Performance-tuning guidance is often Linux-focused. However, similar tuning is usually required on other operating systems and should be applied where equivalent controls exist.

CPU recommendations

NUMA topology

On systems with multiple NUMA nodes, ensure applications are pinned to the NUMA node local to the Dolphin adapter. Failing to do so can introduce significant latency penalties due to accessing memory located on another NUMA node.

On Linux, this can be achieved using: numactl --membind=<NUMA> --cpunodebind=<NUMA> ./program

CPU C- and P-states

Modern CPUs expose both idle (C-states) and performance (P-states).

C-states control power-saving during idle periods, with C0 being the active state. Transitions back to C0 can be costly, depending on the architecture. For example, AMD recommends disabling deeper C-states (such as C2) when using low-latency networking products.

P-states control performance scaling while the CPU is active, with P0 representing the highest guaranteed performance level. On some systems, optimal performance is achieved by pinning the CPU to P0.

Boosting

Many processors support frequency boosting (e.g., Intel Turbo Boost or AMD Precision Boost), allowing clock speeds above P0 when sufficient thermal and electrical headroom exists.

Enabling boosting typically improves peak performance but may reduce determinism and increase run-to-run variance.

CPU frequency scaling

Some modern systems offer finer-grained frequency control than traditional P-states. On such systems, optimal performance may be achieved by enabling vendor-specific scaling drivers rather than forcing P0.

Examples include intel_pstate and amd-pstate, which are supported by newer Linux kernels.

AMD EPYC tuning

Newer AMD EPYC processors expose a large number of tunable BIOS parameters. Optimal settings are workload- and platform-dependent, so experimentation is recommended. That said, the following settings have proven to be good baseline choices for performance-focused and low-latency workloads. Refer to AMD’s HPC Workload Tuning Guides for more details.

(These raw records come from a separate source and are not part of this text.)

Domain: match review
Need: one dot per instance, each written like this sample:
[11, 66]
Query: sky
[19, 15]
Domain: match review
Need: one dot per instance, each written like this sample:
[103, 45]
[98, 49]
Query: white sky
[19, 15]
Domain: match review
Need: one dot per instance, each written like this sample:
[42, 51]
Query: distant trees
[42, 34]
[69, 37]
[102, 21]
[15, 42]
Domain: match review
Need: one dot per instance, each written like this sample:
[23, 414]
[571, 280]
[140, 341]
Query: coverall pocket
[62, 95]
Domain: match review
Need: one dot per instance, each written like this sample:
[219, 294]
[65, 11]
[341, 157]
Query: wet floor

  • Determinism Control: Manual

  • Determinism Slider: Power

    Takes advantage of yield variability and can provide improved runtime performance

  • APBDIS: 1

    Disables Algorithmic Performance Boost to allow setting the Fixed SoC P-state.

  • Fixed SoC P-state: P0

    Pins the SoC to its highest performance state.

  • DF C-states: Disabled

    Prevents the Data Fabric from entering low-power states, reducing latency.

  • cTDP Control: Manual

  • cTDP: Maximum

    Allows the CPU to operate at its highest configured thermal design power.

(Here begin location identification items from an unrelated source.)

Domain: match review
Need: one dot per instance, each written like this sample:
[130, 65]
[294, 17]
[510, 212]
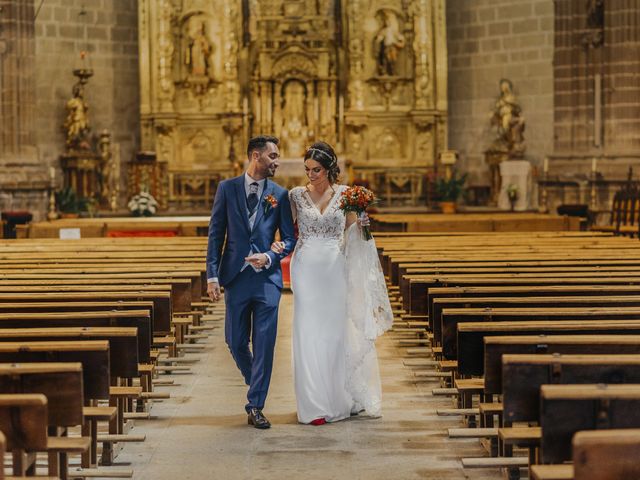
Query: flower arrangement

  • Package Power Limit Control: Manual

  • Package Power Limit: Maximum

    Removes package-level power constraints that may throttle performance.

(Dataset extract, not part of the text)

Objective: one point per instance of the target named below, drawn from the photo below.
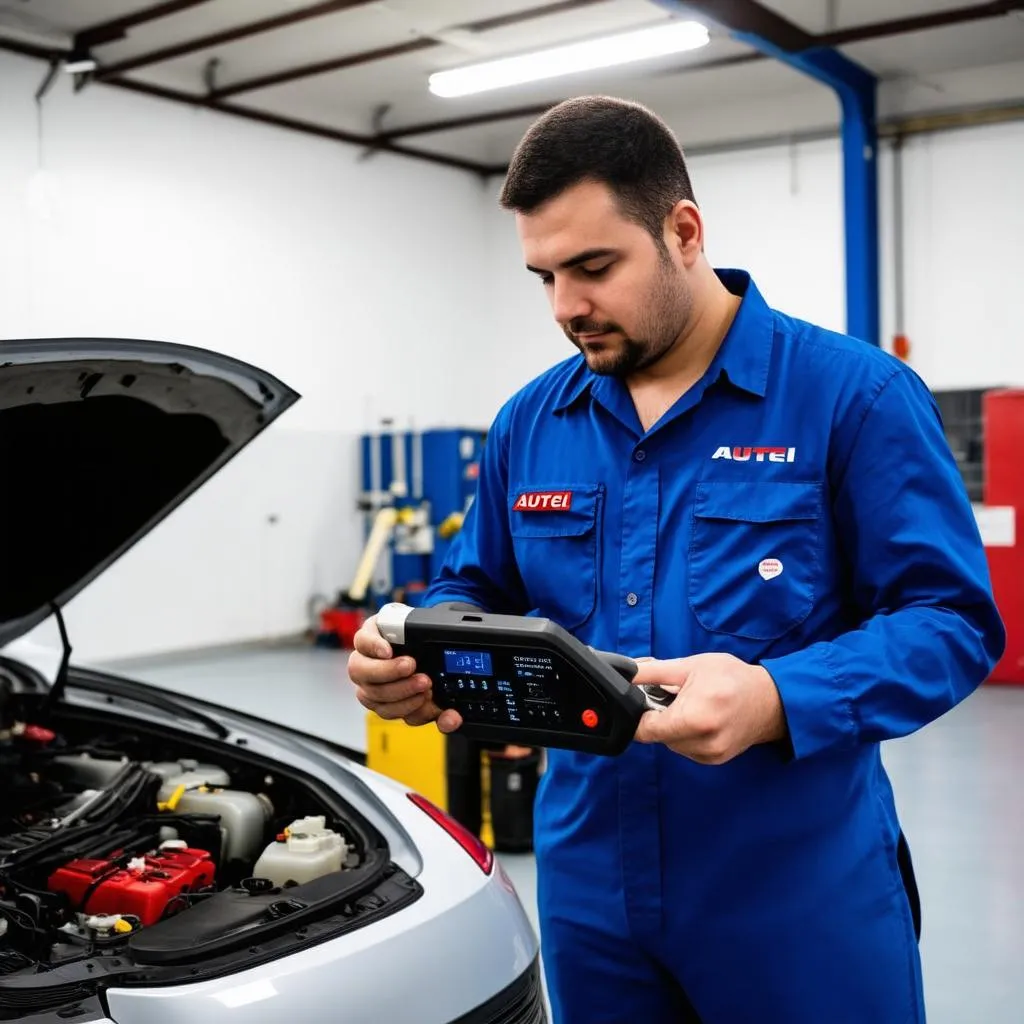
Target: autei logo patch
(544, 501)
(735, 454)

TCP/IP and SuperSockets tuning

IOMMU

IOMMU should generally be disabled for network performance, unless required for virtualization or device isolation.

Simultaneous multithreading (SMT)

Experiment with enabling or disabling SMT. Leaving SMT enabled can introduce performance variability, while disabling it may reduce throughput on systems with a limited number of cores.

Socket buffer sizes

On Linux, network throughput can be limited by socket buffer sizes. Default values are intentionally conservative and may severely cap performance on modern hardware.

To avoid this bottleneck, increase:

  • net.core.rmem_max

  • net.core.wmem_max

A typical value is: 268435456

TCP auto-tuning ranges

Linux dynamically scales TCP buffer sizes within the ranges defined by:

  • net.ipv4.tcp_rmem

  • net.ipv4.tcp_wmem

The defaults are conservative and may be insufficient for high-throughput links. Consider using more aggressive settings, for example: 4096 87380 134217728

Congestion control

The default congestion control algorithm is usually reasonable. Both cubic and bbr are good choices for high-throughput, low-latency networks that Dolphin provide.

SISCI tuning

On some generations of AMD processors (e.g. 7003-series EPYC), SISCI PIO performance can be significantly improved by using the provided hand-written memory copy functions.

These can be benchmarked using: /opt/DIS/bin/scimemcopybench

Identify the function that delivers the desired performance and select it using: SetSciMemCopyFunction(function_number)

before invoking SCIMemCpy.

Additional gains may be possible by implementing custom copy functions and compiling them with architecture-specific optimizations.